Journée cruciale que celle d’aujourd’hui
où se réunit la BCE. Sa décision est primordiale pour pouvoir aborder de
nouvelles négociations. La BCE, sous influence allemande, détient la clé d’un
troisième examen des propositions grecques. Or la position allemande est rigide
et est soutenue par les deux principaux partis allemands, ainsi que par une
grande partie de son opinion. C’est donc, à priori, un combat entre deux légitimités,
l’allemande et la grecque. La position allemande n’était pas de faire sortir la
Grèce de la zone euro, pour des motivations que j’ai expliquées dans le
précédent article, mais de faire plier le gouvernement grec. Elle est devenue
encore plus inflexible depuis l’arrivée de Tsipras, gauchiste qui n’a pas ses
entrées dans le milieu bancaire.

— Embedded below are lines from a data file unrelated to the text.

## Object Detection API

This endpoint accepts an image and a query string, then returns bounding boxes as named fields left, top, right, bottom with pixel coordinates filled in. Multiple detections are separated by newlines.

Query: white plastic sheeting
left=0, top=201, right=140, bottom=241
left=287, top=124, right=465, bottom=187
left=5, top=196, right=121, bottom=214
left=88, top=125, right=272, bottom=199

Mais l’approche des élections pour Angela
Merkel ne lui laisse pas beaucoup de marges de manœuvre. La nouvelle
négociation éventuelle sera orientée par Tsipras sur l’effacement partiel de la
dette ou son étalement dans le temps assorti d’une nouvelle aide ponctuelle d’une
trentaine de milliards. Ces deux sujets sont tabou pour Angela, en particulier
la dette.
Les
tenants de la position dure, dans les différents pays de la zone euro, font
courir le bruit que les peuples européens ont assez donné de prêts à la Grèce
et qu’un abaissement de la dette pour un montant de 107 milliards a déjà été
fait. Les peuples croient ainsi que l’augmentation de leurs impôts provient de
là. Il n’en est rien. A l’époque, ce sont les bailleurs de fonds privés du pays
qui avaient accepté une décote de 50% et de 75% de la valeur faciale de leurs
créances. Quant aux prêts consentis, ils sont consentis par la BCE et le FMI
avec intérêt grâce à leurs fonds propres ou aux liquidités que peut produire
une banque centrale, argent de singe certes mais qui pour l’instant vaut le
vrai. Rien n’est sorti pour l’instant de la poche des contribuables.
Par contre si, à cause du non-paiement des
échéances de sa dette, la Grèce se trouvait en faillite, ce serait une autre
affaire. Il est d’ailleurs facile de la mettre en faillite puisqu’elle ne peut
payer ses dettes qu’en empruntant à nouveau. Il suffit que la BCE ferme le
robinet et c’est ce dont il est question aujourd’hui. Dans ce cas ce sont les
matelas de secours FESF et maintenant MES (Mécanisme Européen de Stabilité),
prévus et dotés régulièrement par les Etats, qui devront répondre aux
créanciers institutionnels à la place de la Grèce. Les comptes publics des
Etats en seront affectés et ils feront alors appel aux contribuables.
La
faillite de la Grèce, volontairement provoquée, se retournerait contre l’Allemagne,
clairement désignée du doigt comme le pays qui provoque un Grexit de fait et
qui fait supporter brusquement la dette grecque aux autres pays. La BCE a déjà
essayé de faire pression sur la Grèce en fermant provisoirement la fourniture
de liquidités aux banques grecques, ce qui a nécessité la fermeture de celles-ci
et la délivrance a minima de cash aux particuliers. C’est visiblement un échec.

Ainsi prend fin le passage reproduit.